TFA proposes a nice format that is efficient to parse and in some ways better than CSV, another ways are not. Use it if you can and makes sense.

usrbinbash · 2024-08-15T08:07:04 1723709224

I agree up to a point. It is a kind of tug-o-war, and yes, the weight of each side plays an important role there.

Nevertheless, even in projects where my services are talking to something that's bigger, I will, at the very least ask "why cant it be RFC compliant? is there a reason?". And without blowing my own horn overly much, but quite a few systems larger than mine have changed because someone asked that question.

dghf · 2024-08-14T12:29:02 1723638542

> https://www.ietf.org/rfc/rfc4180.txt is very clear about what CSV files are supposed to look like

Mm, not really.
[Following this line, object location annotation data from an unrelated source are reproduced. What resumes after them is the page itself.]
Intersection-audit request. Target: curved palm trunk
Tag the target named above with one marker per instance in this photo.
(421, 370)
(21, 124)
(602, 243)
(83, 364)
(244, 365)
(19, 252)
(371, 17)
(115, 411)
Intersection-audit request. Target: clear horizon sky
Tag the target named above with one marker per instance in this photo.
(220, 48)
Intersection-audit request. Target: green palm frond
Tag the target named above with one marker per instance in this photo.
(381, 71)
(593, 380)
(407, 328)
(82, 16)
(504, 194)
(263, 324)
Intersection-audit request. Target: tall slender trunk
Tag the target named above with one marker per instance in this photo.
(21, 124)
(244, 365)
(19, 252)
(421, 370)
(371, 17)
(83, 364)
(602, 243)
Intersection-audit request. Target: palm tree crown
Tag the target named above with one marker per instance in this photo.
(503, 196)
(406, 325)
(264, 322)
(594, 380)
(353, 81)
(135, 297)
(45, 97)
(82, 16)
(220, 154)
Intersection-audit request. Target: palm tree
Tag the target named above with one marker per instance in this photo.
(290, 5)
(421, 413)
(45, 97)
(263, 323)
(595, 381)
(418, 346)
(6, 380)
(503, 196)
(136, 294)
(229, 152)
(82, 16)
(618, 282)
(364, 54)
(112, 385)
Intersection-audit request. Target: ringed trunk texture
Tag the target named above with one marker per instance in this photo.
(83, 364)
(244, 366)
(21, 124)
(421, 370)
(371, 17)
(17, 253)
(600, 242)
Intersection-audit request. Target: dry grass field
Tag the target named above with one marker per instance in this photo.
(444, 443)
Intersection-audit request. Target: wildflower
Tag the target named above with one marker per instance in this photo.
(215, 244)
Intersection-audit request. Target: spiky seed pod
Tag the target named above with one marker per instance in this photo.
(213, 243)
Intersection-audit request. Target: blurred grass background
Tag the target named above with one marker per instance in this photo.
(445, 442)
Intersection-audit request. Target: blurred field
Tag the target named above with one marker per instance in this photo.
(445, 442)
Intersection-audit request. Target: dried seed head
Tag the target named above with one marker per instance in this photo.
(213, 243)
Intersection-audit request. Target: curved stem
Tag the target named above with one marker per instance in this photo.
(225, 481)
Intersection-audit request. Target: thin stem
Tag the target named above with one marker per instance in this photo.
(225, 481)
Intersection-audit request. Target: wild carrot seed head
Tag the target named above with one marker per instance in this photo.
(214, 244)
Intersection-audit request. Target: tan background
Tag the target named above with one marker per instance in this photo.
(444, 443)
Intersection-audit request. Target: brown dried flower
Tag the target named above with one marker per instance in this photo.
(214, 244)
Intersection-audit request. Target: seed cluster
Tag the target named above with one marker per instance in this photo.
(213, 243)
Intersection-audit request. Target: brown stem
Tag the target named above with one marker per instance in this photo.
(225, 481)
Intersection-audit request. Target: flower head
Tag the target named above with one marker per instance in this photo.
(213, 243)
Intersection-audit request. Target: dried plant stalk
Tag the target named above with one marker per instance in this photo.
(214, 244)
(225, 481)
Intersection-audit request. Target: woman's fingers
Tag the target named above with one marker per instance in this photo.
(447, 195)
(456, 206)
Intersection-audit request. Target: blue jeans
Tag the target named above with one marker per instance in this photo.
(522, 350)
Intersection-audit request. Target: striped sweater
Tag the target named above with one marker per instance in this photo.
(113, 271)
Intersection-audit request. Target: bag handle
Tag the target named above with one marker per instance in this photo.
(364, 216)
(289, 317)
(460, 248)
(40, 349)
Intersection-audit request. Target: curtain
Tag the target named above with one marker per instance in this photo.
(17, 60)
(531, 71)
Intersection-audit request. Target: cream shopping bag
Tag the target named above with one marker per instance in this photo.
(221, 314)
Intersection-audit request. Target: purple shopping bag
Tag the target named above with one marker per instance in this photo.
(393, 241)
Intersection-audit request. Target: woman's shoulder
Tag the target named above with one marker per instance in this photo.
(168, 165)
By its own admission, it is descriptive, not prescriptive:

> This section documents the format that seems to be followed by most implementations

And it came out in 2005, by which date CSVs had already been in use for some twenty or thirty years.

usrbinbash · 2024-08-14T14:55:27 1723647327

It doesn't matter when it came out, it doesn't matter that it it descriptive. It is the standard, period.

Yes, CSV is much, much older. In fact it predates personal computers. And it went through changes. Again: None of that matters. We have a standard, we should use the standard, and systems should demand the standard.

Standards are meant to ensure minimal-friction interoperability. If systems don't enforce standards, then there is no point in having a standard in the first place.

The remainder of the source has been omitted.